Bizarre behavior of literal-substring parsing in formatting.c

Поиск
Список
Период
Сортировка
От Tom Lane
Тема Bizarre behavior of literal-substring parsing in formatting.c
Дата
Msg-id 3626.1510949486@sss.pgh.pa.us
обсуждение исходный текст
Список pgsql-hackers
I started to look at handling multibyte data more sanely in formatting.c,
and soon noticed that the treatment of literal substrings in
parse_format() seemed overly complicated and underly correct, as well
as inadequately documented.  In particular, it can't make up its mind
whether backslash is a quoting character or not.  These cases make it
look like it is:

regression=# select to_char('100'::numeric, 'f"\ool"999');
 to_char  
----------
 fool 100
(1 row)

regression=# select to_char('100'::numeric, 'f"\\ool"999');
  to_char  
-----------
 f\ool 100
(1 row)


regression=# select to_char('100'::numeric, 'f"ool\"999');
 to_char  
----------
 fool"999
(1 row)

(Since the second " is quoted, we never escape the literal substring,
and the format-code 999 becomes just literal data.)  But try this:

regression=# select to_char('100'::numeric, 'f"ool\\"999');
  to_char  
-----------
 fool\"999
(1 row)

The first backslash has quoted the second one, and then reached out
and quoted the quote too.  That hardly seems sane.

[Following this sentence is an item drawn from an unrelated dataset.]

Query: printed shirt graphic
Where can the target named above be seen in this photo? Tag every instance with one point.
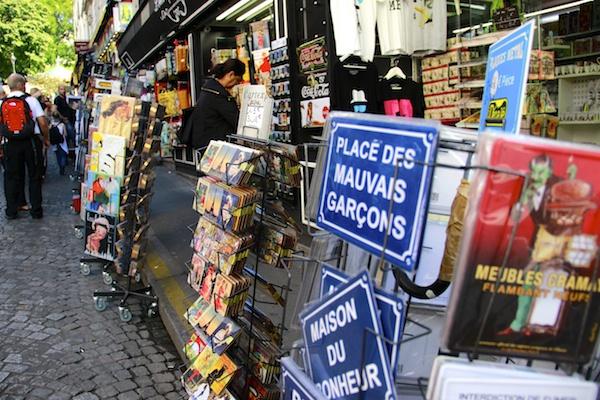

Outside double quotes, it seems that backslash is only special when it
immediately precedes a double quote.  That's not enormously consistent
with other string parsers in our code, but it's at least self-consistent,
and given the lack of complaints it's probably best not to change that
behavior.

Accordingly I offer the attached rewrite.  Of the new regression
test cases, the only one that changes behavior from before is the
last one, which is the case I just showed.

If no objections, I'll push this shortly.  I think putting it in
HEAD is enough, given the lack of field complaints.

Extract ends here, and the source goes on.